Publié le 17 décembre 2023 à 16h15. L’exécution prévue d’un homme reconnu coupable du meurtre de deux agents immobiliaires en Géorgie a été suspendue à la dernière minute, après une demande inhabituelle de la part du condamné concernant son dernier repas.
- Stacey Humphreys, 52 ans, devait être exécuté par injection létale le mercredi 17 décembre.
- La suspension est due à une demande de dernier repas exceptionnellement copieux, soulevant des questions sur son état de santé.
- Des contestations juridiques concernant l’impartialité des membres de la commission des grâces et des libérations conditionnelles ont également été déposées.
L’exécution de Stacey Humphreys, condamné pour le meurtre de deux agents immobiliers en 2003, a été reportée de manière inattendue. Le Conseil d’État des grâces et des libérations conditionnelles de Géorgie a pris cette décision après que Humphreys ait demandé un dernier repas particulièrement conséquent : une tapa barbecue, des côtes de porc, un double cheeseburger avec bacon, des frites, de la salade de chou, du pain de maïs, des ailes de buffalo, une pizza, deux sodas citron et lime, et une glace à la vanille.
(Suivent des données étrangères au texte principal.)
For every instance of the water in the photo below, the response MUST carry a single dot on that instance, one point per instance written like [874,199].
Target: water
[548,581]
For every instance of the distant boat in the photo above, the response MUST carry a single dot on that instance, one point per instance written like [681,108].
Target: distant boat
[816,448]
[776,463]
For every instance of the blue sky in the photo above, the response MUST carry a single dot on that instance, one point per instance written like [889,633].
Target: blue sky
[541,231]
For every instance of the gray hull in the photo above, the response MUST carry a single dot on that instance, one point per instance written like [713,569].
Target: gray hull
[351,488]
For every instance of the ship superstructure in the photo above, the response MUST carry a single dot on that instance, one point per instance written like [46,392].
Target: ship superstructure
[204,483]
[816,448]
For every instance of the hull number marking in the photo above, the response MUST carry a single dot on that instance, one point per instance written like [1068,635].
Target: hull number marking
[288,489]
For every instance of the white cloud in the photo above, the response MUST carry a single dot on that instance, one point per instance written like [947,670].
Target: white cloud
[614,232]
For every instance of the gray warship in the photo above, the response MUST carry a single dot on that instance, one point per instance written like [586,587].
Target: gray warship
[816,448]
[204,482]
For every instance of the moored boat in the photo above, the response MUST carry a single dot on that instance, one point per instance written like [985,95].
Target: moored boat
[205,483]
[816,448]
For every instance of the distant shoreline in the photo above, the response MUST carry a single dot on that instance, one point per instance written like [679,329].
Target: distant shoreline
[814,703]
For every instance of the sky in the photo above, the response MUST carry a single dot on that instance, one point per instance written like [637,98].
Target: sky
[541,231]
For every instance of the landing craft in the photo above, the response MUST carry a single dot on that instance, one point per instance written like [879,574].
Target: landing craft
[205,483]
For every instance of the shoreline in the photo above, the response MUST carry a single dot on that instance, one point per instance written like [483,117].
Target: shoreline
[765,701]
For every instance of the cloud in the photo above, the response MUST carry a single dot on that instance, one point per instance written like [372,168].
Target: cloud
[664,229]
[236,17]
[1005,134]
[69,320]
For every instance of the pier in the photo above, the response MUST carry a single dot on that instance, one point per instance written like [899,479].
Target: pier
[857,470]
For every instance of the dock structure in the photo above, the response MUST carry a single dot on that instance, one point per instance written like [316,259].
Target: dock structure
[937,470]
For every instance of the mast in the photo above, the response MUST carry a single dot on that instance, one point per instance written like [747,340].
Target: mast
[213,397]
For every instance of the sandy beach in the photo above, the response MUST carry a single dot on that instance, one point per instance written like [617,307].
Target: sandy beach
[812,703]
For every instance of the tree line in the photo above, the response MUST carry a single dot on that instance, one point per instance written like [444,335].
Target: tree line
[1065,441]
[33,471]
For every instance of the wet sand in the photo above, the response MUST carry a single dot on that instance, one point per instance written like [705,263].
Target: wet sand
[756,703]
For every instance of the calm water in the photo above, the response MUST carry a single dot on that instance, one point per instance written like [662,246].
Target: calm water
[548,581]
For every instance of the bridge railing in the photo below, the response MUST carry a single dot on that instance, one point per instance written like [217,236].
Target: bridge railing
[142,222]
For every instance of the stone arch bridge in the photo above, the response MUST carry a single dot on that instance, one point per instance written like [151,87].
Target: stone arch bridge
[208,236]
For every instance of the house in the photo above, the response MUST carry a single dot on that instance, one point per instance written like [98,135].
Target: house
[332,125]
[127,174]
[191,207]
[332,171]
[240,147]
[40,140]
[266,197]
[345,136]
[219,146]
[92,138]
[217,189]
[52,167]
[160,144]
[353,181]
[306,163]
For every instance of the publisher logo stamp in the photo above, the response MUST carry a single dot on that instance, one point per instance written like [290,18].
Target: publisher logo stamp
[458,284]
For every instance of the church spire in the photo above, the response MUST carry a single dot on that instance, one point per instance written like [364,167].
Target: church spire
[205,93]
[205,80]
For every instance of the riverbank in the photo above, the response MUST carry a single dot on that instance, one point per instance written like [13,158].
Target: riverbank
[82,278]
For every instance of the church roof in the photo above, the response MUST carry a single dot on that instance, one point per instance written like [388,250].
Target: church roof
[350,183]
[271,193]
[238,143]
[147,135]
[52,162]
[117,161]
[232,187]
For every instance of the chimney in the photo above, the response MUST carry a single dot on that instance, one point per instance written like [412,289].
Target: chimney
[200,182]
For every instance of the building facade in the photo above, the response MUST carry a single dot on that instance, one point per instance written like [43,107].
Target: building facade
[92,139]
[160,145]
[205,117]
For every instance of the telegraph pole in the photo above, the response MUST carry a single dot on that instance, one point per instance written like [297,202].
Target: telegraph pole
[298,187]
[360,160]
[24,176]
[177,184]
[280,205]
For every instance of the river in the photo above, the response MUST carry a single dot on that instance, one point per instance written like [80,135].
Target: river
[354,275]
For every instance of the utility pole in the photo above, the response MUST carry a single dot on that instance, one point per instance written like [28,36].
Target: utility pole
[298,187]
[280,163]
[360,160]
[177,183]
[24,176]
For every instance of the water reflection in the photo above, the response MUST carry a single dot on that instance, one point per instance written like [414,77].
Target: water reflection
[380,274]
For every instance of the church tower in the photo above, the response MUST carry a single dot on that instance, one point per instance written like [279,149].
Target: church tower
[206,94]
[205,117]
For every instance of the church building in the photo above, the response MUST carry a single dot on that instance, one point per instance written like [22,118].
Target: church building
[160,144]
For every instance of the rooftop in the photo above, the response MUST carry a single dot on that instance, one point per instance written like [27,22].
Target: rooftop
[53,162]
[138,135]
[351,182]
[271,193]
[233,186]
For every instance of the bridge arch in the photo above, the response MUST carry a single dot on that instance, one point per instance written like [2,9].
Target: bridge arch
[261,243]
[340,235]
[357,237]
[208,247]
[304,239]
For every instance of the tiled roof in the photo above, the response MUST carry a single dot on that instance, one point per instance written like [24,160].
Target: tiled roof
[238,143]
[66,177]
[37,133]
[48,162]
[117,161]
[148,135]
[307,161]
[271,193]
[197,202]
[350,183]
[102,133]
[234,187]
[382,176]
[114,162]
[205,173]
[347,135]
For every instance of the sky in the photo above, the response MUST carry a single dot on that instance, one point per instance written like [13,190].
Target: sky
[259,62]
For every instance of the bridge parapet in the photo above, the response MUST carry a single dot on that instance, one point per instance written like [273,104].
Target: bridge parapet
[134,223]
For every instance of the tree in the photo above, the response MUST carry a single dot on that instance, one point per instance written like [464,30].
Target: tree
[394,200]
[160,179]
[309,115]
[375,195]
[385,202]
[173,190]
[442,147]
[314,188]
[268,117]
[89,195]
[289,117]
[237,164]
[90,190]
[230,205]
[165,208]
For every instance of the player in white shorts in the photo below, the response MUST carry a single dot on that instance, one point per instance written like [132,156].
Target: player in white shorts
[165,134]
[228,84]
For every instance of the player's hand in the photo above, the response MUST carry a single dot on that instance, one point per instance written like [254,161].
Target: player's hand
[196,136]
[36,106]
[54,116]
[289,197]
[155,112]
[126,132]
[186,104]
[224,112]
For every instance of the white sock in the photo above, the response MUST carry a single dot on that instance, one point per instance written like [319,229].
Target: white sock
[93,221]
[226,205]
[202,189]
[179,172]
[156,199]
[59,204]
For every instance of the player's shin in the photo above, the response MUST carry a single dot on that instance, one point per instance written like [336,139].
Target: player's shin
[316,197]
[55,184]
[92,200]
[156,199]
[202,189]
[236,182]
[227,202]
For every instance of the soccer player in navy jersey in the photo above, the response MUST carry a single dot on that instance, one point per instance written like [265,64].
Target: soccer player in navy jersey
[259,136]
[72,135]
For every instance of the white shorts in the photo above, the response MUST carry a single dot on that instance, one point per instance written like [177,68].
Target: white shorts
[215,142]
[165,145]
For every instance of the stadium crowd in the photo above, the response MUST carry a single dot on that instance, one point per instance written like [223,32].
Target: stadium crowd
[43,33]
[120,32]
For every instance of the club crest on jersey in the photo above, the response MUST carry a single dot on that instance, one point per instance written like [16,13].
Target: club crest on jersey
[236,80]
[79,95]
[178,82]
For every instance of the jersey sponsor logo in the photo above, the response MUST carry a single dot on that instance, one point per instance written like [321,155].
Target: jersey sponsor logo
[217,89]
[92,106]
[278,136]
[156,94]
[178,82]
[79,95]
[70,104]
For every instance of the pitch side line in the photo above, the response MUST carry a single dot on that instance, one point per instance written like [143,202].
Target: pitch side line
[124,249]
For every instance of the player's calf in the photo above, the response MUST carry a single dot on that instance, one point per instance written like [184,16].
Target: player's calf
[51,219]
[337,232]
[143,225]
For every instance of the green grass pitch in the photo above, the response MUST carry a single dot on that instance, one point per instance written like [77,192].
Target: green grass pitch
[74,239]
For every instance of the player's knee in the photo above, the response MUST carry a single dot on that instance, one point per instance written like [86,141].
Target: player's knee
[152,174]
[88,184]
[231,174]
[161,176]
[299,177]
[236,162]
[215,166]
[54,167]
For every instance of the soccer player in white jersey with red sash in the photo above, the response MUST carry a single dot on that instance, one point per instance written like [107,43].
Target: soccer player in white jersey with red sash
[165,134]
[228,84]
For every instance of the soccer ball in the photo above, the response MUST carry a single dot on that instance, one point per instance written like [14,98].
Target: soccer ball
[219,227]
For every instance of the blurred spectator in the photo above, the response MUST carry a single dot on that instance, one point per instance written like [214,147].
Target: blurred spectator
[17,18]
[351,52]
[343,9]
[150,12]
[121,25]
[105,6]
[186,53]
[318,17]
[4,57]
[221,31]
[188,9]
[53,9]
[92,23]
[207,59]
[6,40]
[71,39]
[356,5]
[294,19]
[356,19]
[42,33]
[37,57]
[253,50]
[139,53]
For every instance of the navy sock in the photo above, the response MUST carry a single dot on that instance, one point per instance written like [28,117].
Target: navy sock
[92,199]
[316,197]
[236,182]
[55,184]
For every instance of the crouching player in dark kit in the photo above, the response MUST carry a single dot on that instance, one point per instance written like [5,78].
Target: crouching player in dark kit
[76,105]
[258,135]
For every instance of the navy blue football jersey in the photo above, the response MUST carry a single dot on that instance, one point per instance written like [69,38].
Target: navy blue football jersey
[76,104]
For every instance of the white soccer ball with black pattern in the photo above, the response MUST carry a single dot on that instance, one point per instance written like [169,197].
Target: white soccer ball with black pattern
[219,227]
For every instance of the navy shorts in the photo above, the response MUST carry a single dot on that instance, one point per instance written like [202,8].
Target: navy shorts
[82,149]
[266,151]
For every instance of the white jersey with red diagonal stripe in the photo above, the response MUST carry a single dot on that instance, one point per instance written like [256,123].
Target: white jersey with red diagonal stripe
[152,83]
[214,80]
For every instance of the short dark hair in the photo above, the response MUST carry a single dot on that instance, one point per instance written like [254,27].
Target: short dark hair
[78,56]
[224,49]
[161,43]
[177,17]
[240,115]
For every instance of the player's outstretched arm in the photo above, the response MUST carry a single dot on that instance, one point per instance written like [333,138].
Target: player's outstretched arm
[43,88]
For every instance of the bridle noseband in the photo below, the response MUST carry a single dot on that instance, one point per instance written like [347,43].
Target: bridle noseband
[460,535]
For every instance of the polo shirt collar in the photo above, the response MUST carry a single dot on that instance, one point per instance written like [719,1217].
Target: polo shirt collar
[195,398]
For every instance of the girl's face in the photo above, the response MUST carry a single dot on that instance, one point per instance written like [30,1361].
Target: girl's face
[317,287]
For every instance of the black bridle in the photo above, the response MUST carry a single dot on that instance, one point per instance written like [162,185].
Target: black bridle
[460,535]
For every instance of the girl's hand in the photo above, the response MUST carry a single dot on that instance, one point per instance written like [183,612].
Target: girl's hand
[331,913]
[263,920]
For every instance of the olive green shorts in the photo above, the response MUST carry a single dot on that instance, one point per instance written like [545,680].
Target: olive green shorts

Cette demande a mis en lumière l’état de santé du condamné, qui souffre d’obésité et de divers problèmes médicaux.
Humphreys a été reconnu coupable en septembre 2007 du meurtre de Cyndi Williams, 33 ans, et Lori Brown, 21 ans, deux agents immobiliers travaillant dans un bureau de vente près d’Atlanta. Le 3 novembre 2003, vers midi, il s’était introduit dans les locaux et avait contraint les victimes à se déshabiller et à révéler le code PIN de leurs cartes bancaires avant de leur tirer dessus. Il avait ensuite retiré plus de 3 000 USD (environ 2 770 €) des comptes bancaires des femmes et avait avoué à la police avoir besoin d’argent pour réparer son camion. Au moment des faits, il était en liberté conditionnelle pour une condamnation antérieure pour vol qualifié, après avoir été libéré de prison treize mois plus tôt.
La condamnation à mort a été confirmée après un long processus judiciaire, avec de multiples recours. Les avocats de Humphreys ont contesté la validité de la peine, arguant d’un jury partial et d’irrégularités dans la sélection des jurés. Ils ont également soutenu que l’exécution violerait son droit à une procédure régulière, en invoquant un accord conclu pendant la pandémie qui avait suspendu les exécutions et qu’ils estimaient devoir encore s’appliquer. Cependant, les tribunaux fédéraux et de l’État ont rejeté ces arguments, les jugeant irrecevables ou prescrits. En octobre dernier, la Cour suprême des États-Unis a refusé d’examiner l’affaire, rendant la décision définitive.
L’ordonnance de suspension, publiée par le Conseil des grâces et des libérations conditionnelles de Géorgie, ne précise pas les raisons du report ni sa durée. Cette décision intervient dans un contexte de contestations juridiques déposées par les avocats de Humphreys, remettant en question l’impartialité de Kimberly McCoy, qui avait été procureure dans l’affaire, et de Wayne Bennett, ancien shérif. Les avocats de la défense ont demandé au juge d’interdire toute action jusqu’à ce qu’une décision finale soit prise concernant la récusation de ces membres du conseil.
L’ordre d’exécution de Humphreys reste en vigueur jusqu’au 24 décembre à midi. Si l’exécution n’est pas effectuée avant cette date, l’État devra demander une nouvelle ordonnance. La commission des libérations conditionnelles pourrait lever la suspension à tout moment, laissant la possibilité que l’exécution soit reprogrammée si les contestations judiciaires en cours sont résolues.